The Importance of Rules
As I stood on over-crowded platform this morning waiting for the late-running train, my attention was wrenched away from my Monday morning newspaper by the sight of a chap marching along the very edge of the platform, ignoring the Yellow Line we are implored not to cross, in order to get himself in front of all those other poor sods who had prudently turned up early to get a prime spot. Rude? Definitely? But that is hardly the point - after all, as had been observed many times before, commuters were not put on this Earth to be nice to each other. But surely we should respect and abide by the rules - it's not like we're French footballers.

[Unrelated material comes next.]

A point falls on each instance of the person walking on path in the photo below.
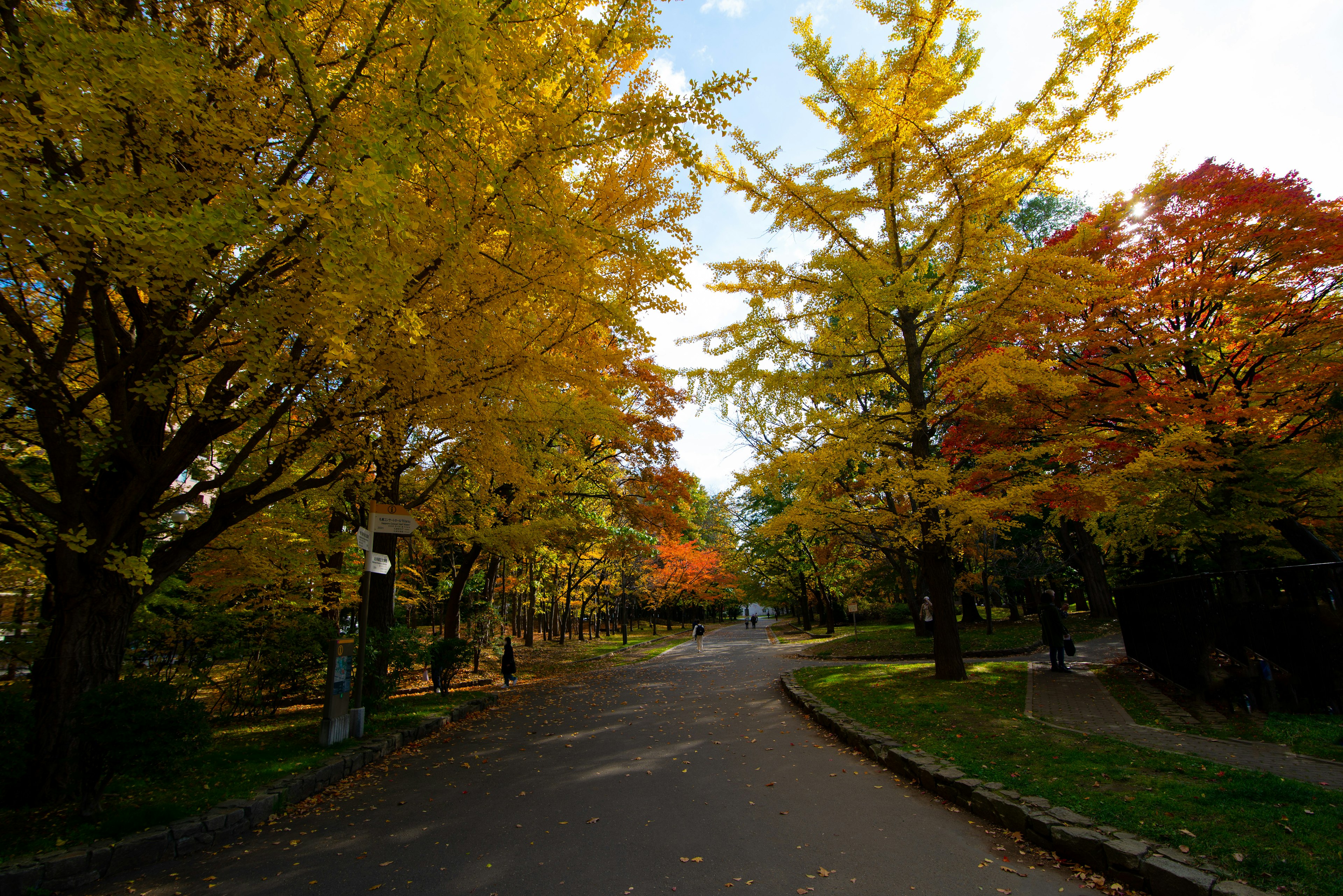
(926, 612)
(508, 665)
(1053, 631)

On getting on the train, I discovered a full size bicycle taking up most of the vestibule, despite clear signage forbidding the carrying of non-folding bikes. Then when I arrived at the opposite extremity of my journey, dismounting the Tube at the designated station, I found myself buffeted by people pushing past me to head up the wrong side of the staircase (it quite clearly says "Right Side Up"). "Can't you read?" I felt like shouting. But I didn't, obviously. Instead, I made my way through the melee, pondering the importance of rules, and why we should follow them.

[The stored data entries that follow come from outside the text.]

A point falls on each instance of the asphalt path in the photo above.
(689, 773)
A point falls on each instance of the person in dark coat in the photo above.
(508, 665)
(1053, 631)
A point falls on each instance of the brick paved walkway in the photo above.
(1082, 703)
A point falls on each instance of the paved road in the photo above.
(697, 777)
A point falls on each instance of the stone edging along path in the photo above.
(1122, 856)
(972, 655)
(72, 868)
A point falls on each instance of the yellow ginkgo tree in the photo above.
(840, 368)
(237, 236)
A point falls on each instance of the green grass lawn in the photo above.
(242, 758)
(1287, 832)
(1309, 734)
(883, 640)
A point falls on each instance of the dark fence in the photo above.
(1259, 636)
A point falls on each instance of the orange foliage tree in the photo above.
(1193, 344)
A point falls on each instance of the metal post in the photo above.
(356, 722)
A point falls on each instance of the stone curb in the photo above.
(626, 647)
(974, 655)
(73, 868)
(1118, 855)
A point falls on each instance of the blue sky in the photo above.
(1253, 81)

Bill Bryson once wrote that Americans treat rules with the kind of reverence British people reserve for queues. Now as anyone who has waited in line at a cash point recently will attest, this statement may not mean as much as it used to. But the point he was making was that his fellow Americans, when they see a sign like "This side up", would dutifully comply in using that particular side exclusively to travel in an upward direction, even though they may do so with much shouting, swearing and maybe even a bit of shoving. Whether this holds true for American commuters I could not say, but it definitely is not the case for their British counterparts. On encountering any sort of regulation with regard to where they can sit, stand, queue or jostle, the instinctive reaction of the British commuter is one of suspicion - born of the unshakable conviction that everybody else, and especially those in authority, is out to get them. "What" we wonder "is in it for the train company here? What are they really trying to pull on me? What lies behind this rule?"
And of course we know that what lies behind it is the conspiracy, in which all are complicit - men, women, children, animals, even ticket collectors - to ensure that everyone else gets a better seat, gets off the train and eventually gets to work, more quickly and comfortably than us.